La Haute Cour de Justice israélienne exige de mettre fin à l'exemption accordée aux ultra-orthodoxes afin de contribuer à l'effort de guerre. D'après le dernier sondage en date (31 décembre 2024), 84,5 % des Israéliens sont en faveur de l'enrôlement de toutes et tous sans exception, inclus les ultra-orthodoxes. Ceci alors que, pour sa survie politique, le gouvernement vient d'allouer cinq milliards de shekels supplémentaires aux institutions religieuses les plus extrémistes et qu'un minimum vital est versé à leurs étudiants anti-sionistes. Dans le même temps, les réservistes de Tsahal qui se sont battus durant des mois sur tous les fronts se retrouvent endettés et dotés de compensations honteusement insuffisantes. Le chef de l'état-major de Tsahal affirme qu'il lui manque 60.000 soldats pour mener à bien les missions auxquelles l'armée se voit confrontée actuellement. N'arrivant pas à puiser ce renfort dans les rangs des orthodoxes, il se voit forcé de muter les recrues ayant un profil médical de 64 (maladies chroniques, perte de capacité physique due à des opérations, etc.) vers les unités combattantes. La durée du service militaire qui devait être raccourcie reste la même pour l'instant mais risque même d'être rallongée. Les périodes annuelles de réserve ont été accrues de 45 % et l'âge maximum des réservistes augmenté à 41 ans pour les combattants d'élite, 46 ans pour les officiers, 50 ans pour les médecins. De bas intérêts politiques continuent d'entretenir cette injustice flagrante par rapport à ce que les Israéliens nomment aujourd'hui "le partage équitable du fardeau". Cela n'est pas nouveau. C'est juste devenu inacceptable depuis le 7 octobre 2023.

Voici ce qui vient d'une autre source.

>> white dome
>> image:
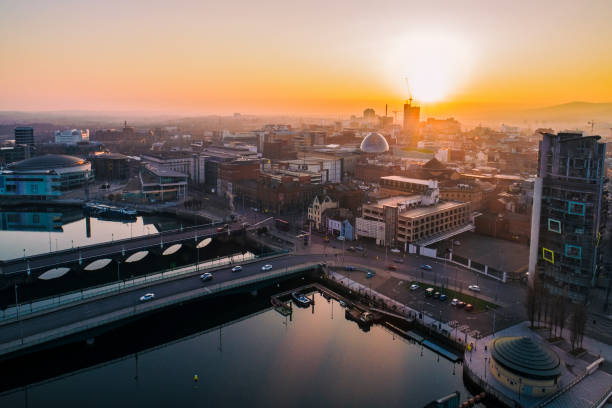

Mais ce qu'il y a de pire encore, c'est le détournement des valeurs judaïques par les intégristes. C'est le travesti de piété de juifs déguisés toute l'année. Pas juste à Pourim. C'est, par-delà le danger sécuritaire que pose leur refus de servir, la mise en péril de ce qu'est véritablement l'identité juive, dans son esprit de lutte, même contre les anges, et dans sa bravoure. Je reviens d'une visite à Auschwitz, jeudi dernier. Pas d'exemptions là-bas ! Par le passé, j'ai eu le privilège d'assister à des cours du Rav Chaim Yaacov Rottenberg, guide spirituel de la yeshiva de la rue Pavée, à Paris. Un soir, il nous a parlé de son père, le grand-rabbin Markus Rottenberg de Cracovie, déporté et mort à Auschwitz. Il nous a raconté comment son père s'était efforcé de respecter les commandements et prescriptions jusqu'au bout, et aussi comment il s'était dévoué à aider les autres, à les soulager, à lutter pour leur dignité de juifs face aux SS. Jeudi dernier, devant les fours crématoires, je me suis souvenu de son héroïsme et j'ai eu honte. Honte de comment les déguisés de la foi juive insultent sa vénérable mémoire. Et celle de nos soldats tombés au combat.